U.S. Treasury Secretary Steven Mnuchin reported that, following the PPP launch, the SBA processed more than 14 years’ worth of loans in less than 14 days.

“The PPP enjoyed broad-based participation across the country from lenders of all sizes and a wide array of industries and businesses,” he noted. “From its start on April 3, PPP provided payroll assistance to more than 1.6 million small businesses in all 50 states and territories. Nearly 5,000 lenders participated in this critical program, including significant lending by community banks and credit unions. Nearly 20% of the amount approved was processed by lenders with less than $1 billion in assets, and approximately 60% of the loans were approved by banks with $10 billion of assets or less. No lender accounted for more than 5% of the total dollar amount of the program.”

“It was harrowing. They did, in fact, rush it because they felt the urgency … but the program was not ready for prime time.”

The majority of these loans — 74% — were for under $150,000, he noted, but that didn’t stop a swell of outrage following reports of large companies, from Ruth’s Chris Steak House to Hallidor Energy, claiming eight-figure PPP loans.

Few in Washington balked at the need for additional funding. The second round of $310 billion is part of a larger, $480 billion relief package that also includes money for hospitals and expanded COVID-19 testing. Of the $310 billion, $60 billion will be set aside for smaller lending facilities, including community financial institutions; small, insured depository institutions; and credit unions with assets under $10 billion.

The Next Wave

Bankers hope for a smoother process getting the new funds approved.

“It got off to a rocky start and got a lot of bad press — I Googled and found maybe one story with a remotely positive angle to it,” Sosik said, before coming back to Riverside Industries. “This is a story about the good parts of humanity — the work Riverside does and our ability to play a small role in helping them stay alive.
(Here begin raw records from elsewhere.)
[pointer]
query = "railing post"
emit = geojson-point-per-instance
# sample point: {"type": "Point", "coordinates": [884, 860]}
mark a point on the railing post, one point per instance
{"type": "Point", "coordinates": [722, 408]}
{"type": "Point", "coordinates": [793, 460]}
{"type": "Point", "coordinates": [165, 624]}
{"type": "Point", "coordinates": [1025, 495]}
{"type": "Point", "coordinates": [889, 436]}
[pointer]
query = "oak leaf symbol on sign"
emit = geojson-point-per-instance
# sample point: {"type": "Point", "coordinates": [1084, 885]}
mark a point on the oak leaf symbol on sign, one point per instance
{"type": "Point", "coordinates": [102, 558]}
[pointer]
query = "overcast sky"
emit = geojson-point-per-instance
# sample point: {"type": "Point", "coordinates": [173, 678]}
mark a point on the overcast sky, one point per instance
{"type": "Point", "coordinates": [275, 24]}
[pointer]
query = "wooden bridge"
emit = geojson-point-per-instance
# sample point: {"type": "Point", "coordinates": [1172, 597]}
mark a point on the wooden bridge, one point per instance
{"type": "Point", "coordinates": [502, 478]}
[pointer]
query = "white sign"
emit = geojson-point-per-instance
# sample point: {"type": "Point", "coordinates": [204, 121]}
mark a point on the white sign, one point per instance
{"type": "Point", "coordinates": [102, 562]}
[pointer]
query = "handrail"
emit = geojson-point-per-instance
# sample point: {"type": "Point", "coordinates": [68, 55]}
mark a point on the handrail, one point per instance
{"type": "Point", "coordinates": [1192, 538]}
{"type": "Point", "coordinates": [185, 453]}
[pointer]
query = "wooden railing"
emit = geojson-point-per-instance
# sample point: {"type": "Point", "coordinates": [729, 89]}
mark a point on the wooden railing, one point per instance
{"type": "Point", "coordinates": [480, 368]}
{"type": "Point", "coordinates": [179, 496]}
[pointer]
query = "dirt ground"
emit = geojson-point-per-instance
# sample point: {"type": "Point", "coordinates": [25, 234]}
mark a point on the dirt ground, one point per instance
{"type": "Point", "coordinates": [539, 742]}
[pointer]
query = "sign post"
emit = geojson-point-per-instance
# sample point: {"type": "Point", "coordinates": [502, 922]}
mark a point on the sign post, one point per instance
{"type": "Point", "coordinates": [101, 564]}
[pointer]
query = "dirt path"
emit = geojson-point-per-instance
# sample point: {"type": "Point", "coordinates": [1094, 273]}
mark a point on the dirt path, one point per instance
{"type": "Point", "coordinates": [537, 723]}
They do such incredible work, such necessary work.

“Riverside is a strong organization financially,” he went on. “It’s just that, when funding isn’t coming in, it doesn’t have a war chest to keep dipping into.”

As for Gentes, she’s hoping the loan helps her not only take care of employees, but prepare them to return when the governor says it’s OK to open the doors and restart person-to-person services.

“When we’re ready, we need our workforce to come back, and we need them to be ready to come back,” she said, adding that the organization’s roughly 150 clients are called once a week, maybe twice, to make sure they’re OK. “We’re in the process of developing remote learning, and assessing what each client has available to them in terms of technology to make this happen.”

Countless other small businesses and nonprofits have equally pressing needs, and could use a lifeline, she told BusinessWest. “Without it, a lot of nonprofits will go under.”

Sosik likes hearing that.

“I have to admit, it’s heartwarming to make a difference,” he said. “And I’ve heard some other good stories. There’s so much uncertainty — ‘I’ve put all my blood, sweat, and tears into my business; is it all over for me?’ To relieve that pressure has been a heartwarming experience for us.”